De aanschrijving van 28 september 1962, D2/7216 (BNB 1962/41) vermeldde onder meer:
1. De heffing van registratierecht blijkt in vele gevallen een belemmering te vormen voor de totstandkoming van bedrijfsconcentraties, van wijzigingen in concernverhoudingen en van reorganisaties, die bij voortschrijdende ontwikkeling van het economisch leven, wenselijk of geboden zijn.
2. Artikel 99, lid 3, van de Registratiewet 1917 geeft de mogelijkheid om in dergelijke gevallen, waarin het belang bij de bedrijven in dezelfde sfeer blijft als tevoren, faciliteiten te verlenen.
3. Op in te dienen rekesten zal door mij van geval tot geval worden beoordeeld of en in hoeverre een vermindering van belasting kan worden verleend en welke voorwaarden daaraan moeten worden verbonden.
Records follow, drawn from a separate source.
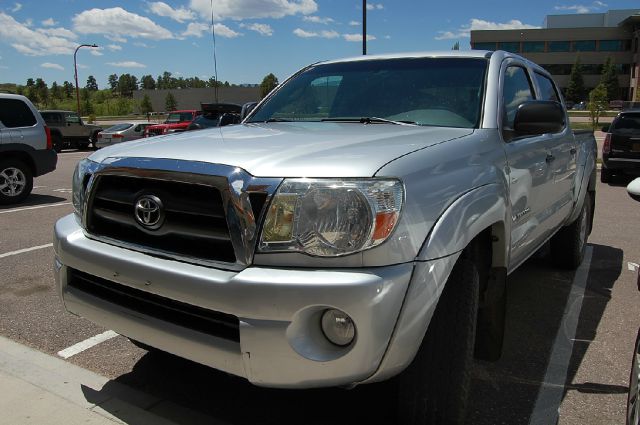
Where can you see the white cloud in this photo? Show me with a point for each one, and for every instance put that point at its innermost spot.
(115, 38)
(580, 8)
(310, 34)
(318, 20)
(262, 29)
(118, 22)
(181, 14)
(52, 66)
(357, 37)
(58, 32)
(30, 42)
(195, 29)
(479, 24)
(127, 64)
(253, 9)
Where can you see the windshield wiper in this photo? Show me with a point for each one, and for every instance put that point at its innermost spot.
(370, 120)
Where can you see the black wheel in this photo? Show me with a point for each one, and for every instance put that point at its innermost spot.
(633, 399)
(435, 387)
(605, 175)
(568, 245)
(16, 181)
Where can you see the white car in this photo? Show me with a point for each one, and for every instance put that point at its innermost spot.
(119, 133)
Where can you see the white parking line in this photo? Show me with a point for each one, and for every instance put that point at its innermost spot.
(86, 344)
(35, 208)
(552, 388)
(21, 251)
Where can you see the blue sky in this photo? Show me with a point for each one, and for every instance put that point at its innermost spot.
(253, 37)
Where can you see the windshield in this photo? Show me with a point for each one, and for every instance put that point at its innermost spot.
(426, 91)
(179, 117)
(118, 127)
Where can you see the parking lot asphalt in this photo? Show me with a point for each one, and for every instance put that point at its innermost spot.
(569, 336)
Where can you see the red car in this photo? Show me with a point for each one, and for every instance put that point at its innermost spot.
(175, 122)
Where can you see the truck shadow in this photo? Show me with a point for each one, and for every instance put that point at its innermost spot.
(502, 392)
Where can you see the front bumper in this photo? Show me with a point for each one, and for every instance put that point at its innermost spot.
(280, 340)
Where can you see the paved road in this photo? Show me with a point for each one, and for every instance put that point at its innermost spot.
(582, 324)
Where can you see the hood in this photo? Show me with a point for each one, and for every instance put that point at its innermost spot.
(304, 149)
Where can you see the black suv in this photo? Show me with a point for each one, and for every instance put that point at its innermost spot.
(621, 149)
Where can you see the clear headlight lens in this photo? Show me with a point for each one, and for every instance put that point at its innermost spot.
(81, 175)
(326, 217)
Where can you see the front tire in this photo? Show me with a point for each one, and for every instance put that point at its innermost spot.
(569, 244)
(435, 387)
(16, 181)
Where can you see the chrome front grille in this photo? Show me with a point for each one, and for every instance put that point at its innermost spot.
(210, 213)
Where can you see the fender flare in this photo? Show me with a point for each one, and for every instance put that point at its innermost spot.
(475, 211)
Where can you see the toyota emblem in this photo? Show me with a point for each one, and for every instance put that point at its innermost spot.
(149, 212)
III. Interne reorganisatie.
(…)
13. De navolgende vormen van interne reorganisatie komen in beginsel voor vermindering van recht in aanmerking:
(…)
c. verschillende tot een concern behorende NV’s dragen bepaalde bedrijfsonderdelen van gelijke aard (bijv. vervoersafdelingen) over aan een bestaande of nieuwe NV in dat concern, al dan niet tegen uitgifte van aandelen;
(…)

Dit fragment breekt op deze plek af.